Carlson, however, does behead journalists, figuratively, and he draws quite an audience.  Beyond the social sharing, his ratings are yuge.

This should surprise no one.  Carlson knows the formula.  In the long history of cable news morphing into infotainment, when Jon Stewart famously compared CNN’s Crossfire to pro wrestling, Carlson was one of his direct targets.  (Carlson has claimed he never understood Stewart’s point.)

Of course, Tucker Carlson Tonight isn’t as scripted as the WWE.  But it’s not unlike watching a favored heavyweight boxer work his way toward a title belt by sparring with a series of tomato cans.

On Crossfire, Carlson had to tangle with seasoned pros like James Carville or Paul Begala nightly.  On Fox, virtually none of Carlson’s recent foils have nearly his experience in what passes for debate on television.  And as often as not they are: C-list writers for outlets like the Huffington Post, Elite Daily, and Teen Vogue; generally unknown writers like Mastio or Fortune’s Mathew Ingram; writers with, um, colorful histories like Kurt Eichenwald; and the occasional businessman, college student, or random crank.

Even against inexperienced guests with weak-to-outlandish arguments, Carlson resorted to a straw man argument versus Mastio, and guilt-by association with Teen Vogue’s Lauren Duca.
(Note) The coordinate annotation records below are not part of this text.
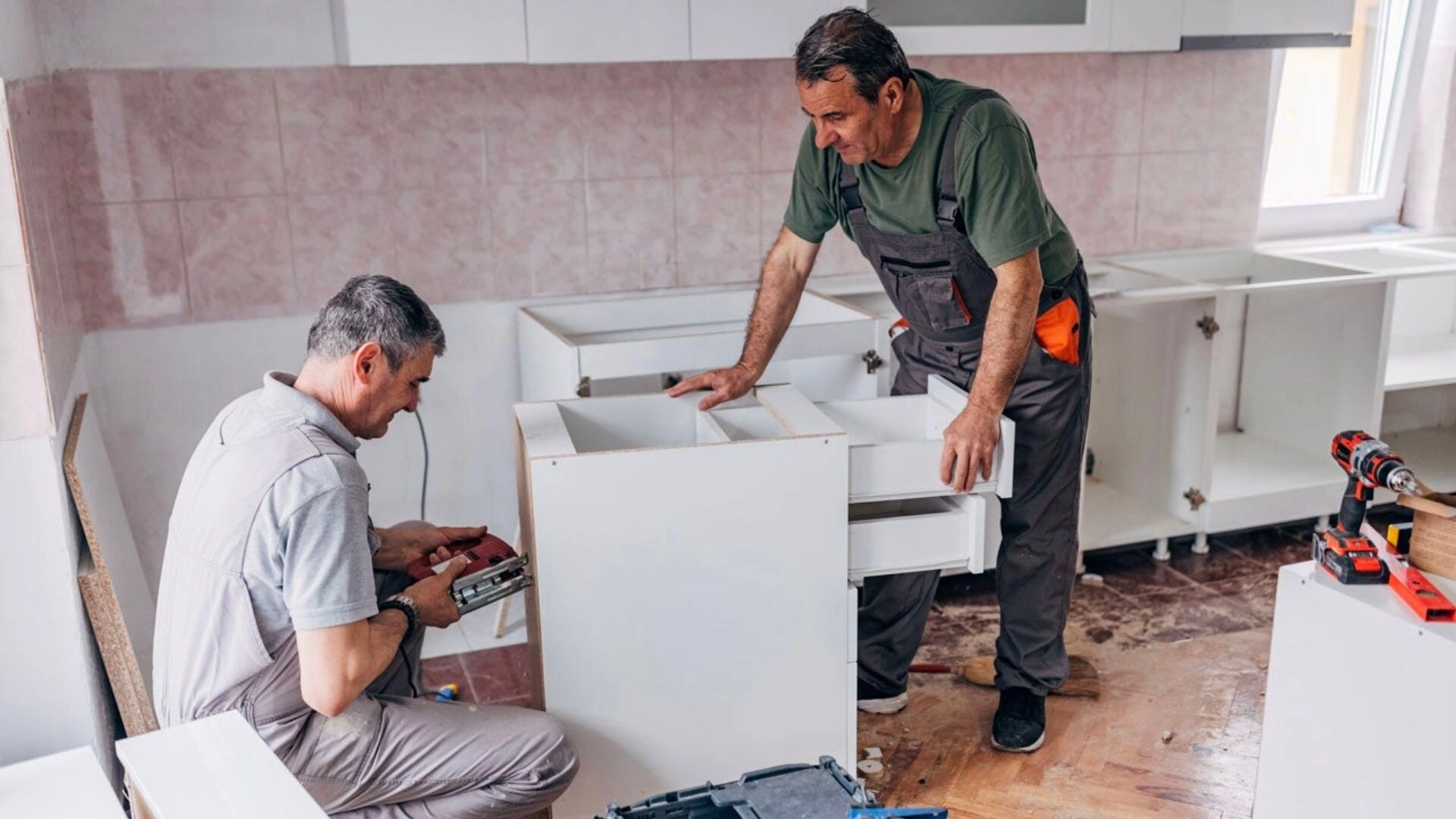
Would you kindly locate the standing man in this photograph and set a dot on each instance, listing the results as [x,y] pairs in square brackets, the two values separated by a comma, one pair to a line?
[280,599]
[937,184]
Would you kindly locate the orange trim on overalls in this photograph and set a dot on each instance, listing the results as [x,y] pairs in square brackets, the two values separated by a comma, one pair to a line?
[1059,331]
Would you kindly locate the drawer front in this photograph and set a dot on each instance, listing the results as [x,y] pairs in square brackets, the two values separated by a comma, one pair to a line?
[906,469]
[916,535]
[896,445]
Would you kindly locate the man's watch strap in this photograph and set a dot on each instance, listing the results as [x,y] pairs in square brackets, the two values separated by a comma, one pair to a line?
[405,604]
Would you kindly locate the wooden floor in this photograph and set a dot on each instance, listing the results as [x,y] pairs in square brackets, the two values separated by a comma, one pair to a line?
[1103,758]
[1181,648]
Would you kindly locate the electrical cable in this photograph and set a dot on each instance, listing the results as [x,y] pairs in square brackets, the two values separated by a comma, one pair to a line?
[424,479]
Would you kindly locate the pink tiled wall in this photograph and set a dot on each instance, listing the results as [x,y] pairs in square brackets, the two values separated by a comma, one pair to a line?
[41,319]
[199,196]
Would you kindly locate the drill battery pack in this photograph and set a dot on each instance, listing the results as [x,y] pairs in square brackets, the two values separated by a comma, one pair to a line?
[1348,557]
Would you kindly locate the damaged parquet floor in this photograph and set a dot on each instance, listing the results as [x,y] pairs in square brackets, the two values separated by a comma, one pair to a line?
[1181,648]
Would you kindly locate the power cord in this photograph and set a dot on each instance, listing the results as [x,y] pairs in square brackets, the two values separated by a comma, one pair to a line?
[424,479]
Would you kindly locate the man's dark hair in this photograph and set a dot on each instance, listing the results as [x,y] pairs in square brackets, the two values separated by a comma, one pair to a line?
[379,309]
[856,42]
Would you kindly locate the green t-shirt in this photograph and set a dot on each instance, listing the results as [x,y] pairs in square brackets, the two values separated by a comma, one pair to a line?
[1001,197]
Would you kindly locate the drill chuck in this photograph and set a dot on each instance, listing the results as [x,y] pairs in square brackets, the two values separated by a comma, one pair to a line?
[1404,482]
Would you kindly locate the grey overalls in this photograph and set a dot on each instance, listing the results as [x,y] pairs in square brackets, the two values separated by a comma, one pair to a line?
[943,289]
[389,754]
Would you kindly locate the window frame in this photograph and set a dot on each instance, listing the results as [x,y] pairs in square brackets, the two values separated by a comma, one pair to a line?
[1357,212]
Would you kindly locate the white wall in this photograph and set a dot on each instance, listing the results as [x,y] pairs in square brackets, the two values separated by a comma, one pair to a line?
[158,390]
[193,34]
[53,692]
[19,46]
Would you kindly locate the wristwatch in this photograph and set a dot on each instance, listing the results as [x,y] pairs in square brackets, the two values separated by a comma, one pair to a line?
[405,604]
Carlson’s obviously a smart guy and just as obviously talented on camera.  But he risks re-enacting the moment in Gladiator where Maximus, after swiftly dispatching his vastly inferior opponents, bellows to the audience, “ARE YOU NOT ENTERTAINED!?”  Because they clearly were not.

And even if the crowd remains entertained, you might ask how lefties giggling over the Stewarts, Colberts, Olivers, and Bees worked out for them.  I can tell you from experience that junk food is tasty, but makes you flabby in excess.